Auf einer Zeichnung im neuen Buch stehen sich nachts auf einem Platz in einer Stadt ein Mann und eine Frau gegenüber. Angezogen stehen sie in einem Brunnen, das Wasser reicht ihnen bis weit über die Knie. "Ich will alles versuchen, Clara, aber diese Leidenschaft mit ihren Extravaganzen, die uns vor einigen Jahren belebt hat, existiert nicht mehr."

Und oft braucht Sempé kein einziges Wort, um einen sehnsüchtig zu machen. Die Welt auf Sempés Zeichnungen ist eine vergangene, war es schon immer. Er hat schon in den Sechzigerjahren ein Paris gezeichnet, das nicht mehr existierte. Selbst, wenn so etwas Modernes wie Handys zu sehen ist, wirken die Bilder altmodisch, wie die Erinnerung an etwas, das es so vielleicht nie gab und das doch eine kollektive Erinnerung ist. Oder ein kollektiver Wunsch: Ein Sehnen nach einer Zeit, in der noch nicht alles so kompliziert und überfordernd war.

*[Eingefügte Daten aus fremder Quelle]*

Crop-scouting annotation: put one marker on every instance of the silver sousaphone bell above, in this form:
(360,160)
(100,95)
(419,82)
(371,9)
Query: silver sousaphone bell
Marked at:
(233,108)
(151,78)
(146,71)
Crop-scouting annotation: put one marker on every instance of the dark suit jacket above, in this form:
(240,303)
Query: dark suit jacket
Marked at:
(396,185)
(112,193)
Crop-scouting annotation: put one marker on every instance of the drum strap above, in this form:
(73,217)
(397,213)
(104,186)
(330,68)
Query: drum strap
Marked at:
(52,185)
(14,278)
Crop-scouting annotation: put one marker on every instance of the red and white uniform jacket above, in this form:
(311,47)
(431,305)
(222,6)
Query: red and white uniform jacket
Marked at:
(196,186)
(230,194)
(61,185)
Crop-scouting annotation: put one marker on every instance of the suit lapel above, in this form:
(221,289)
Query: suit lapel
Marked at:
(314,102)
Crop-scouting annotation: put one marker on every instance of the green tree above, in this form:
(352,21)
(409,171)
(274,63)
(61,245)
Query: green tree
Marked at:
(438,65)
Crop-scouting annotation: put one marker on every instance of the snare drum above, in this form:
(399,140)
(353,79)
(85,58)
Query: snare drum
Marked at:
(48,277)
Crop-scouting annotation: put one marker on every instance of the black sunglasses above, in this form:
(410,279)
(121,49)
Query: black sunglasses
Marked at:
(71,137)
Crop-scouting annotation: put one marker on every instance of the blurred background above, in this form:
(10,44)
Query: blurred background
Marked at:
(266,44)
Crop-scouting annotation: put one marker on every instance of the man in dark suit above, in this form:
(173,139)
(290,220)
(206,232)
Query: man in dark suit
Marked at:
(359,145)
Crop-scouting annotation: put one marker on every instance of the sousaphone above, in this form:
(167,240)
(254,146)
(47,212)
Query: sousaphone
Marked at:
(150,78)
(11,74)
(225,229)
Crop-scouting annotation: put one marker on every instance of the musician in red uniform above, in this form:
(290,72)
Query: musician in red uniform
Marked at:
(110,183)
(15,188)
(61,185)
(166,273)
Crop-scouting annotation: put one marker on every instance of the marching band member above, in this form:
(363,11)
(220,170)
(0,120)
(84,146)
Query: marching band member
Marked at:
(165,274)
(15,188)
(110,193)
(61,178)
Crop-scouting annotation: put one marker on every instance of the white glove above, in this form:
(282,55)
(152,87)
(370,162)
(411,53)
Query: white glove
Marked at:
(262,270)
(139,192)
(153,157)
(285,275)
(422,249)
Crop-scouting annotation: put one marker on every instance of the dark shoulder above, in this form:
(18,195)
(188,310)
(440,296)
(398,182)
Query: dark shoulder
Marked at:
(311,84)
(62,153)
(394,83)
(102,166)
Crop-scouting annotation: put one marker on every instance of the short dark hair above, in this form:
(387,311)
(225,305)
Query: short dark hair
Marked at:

Stehen zwei alte Damen (schon wieder! Er hat so eine Liebe für alte Damen!) angeregt in einen Plausch vertieft auf der Straße. Die eine hat einen Hund an der Leine. Sie stehen wohl schon etwas länger, denn der Hund hat in der Zwischenzeit allein eine Runde gedreht. Das Bild ist aus der Vogelperspektive erzählt, über die ganze Seite ist eine Stadtansicht zu sehen, natürlich Paris. Ganz unten stehen winzig die beiden Damen - und die Hundeleine verläuft rechts herum in einer riesigen Runde im Zickzack von Laterne zu Laterne, bis der Hund unten links wieder bei den Damen ist. Wie hübsch diese Tuschezeichnung ist, die Gebäude schraffiert, hier ein Denkmal, da ein Baum, kleine parkende Autos. Denn zu allem anderen kommt ja noch hinzu, dass Sempé so ein fantastischer Zeichner ist.

Er zeichnet aus dem Kopf, immer. Wenn er die Rue de la Paix zeichne, gehe er nicht hin und mache Skizzen, hat er einmal erzählt, sondern er zeichne die Rue de la Paix aus dem Kopf. Es ist davon auszugehen, dass Sempés Rue de la Paix charmanter ist, als die wahre Rue de la Paix jemals sein könnte. Ach, wäre doch das ganze Leben so schön wie Sempés Rue de la Paix.

Sempé, Garder le cap, Éditions Denoël et Éditions Martine Gossieaux - 2020. 120 Seiten, 35 Euro (bislang nur auf Französisch).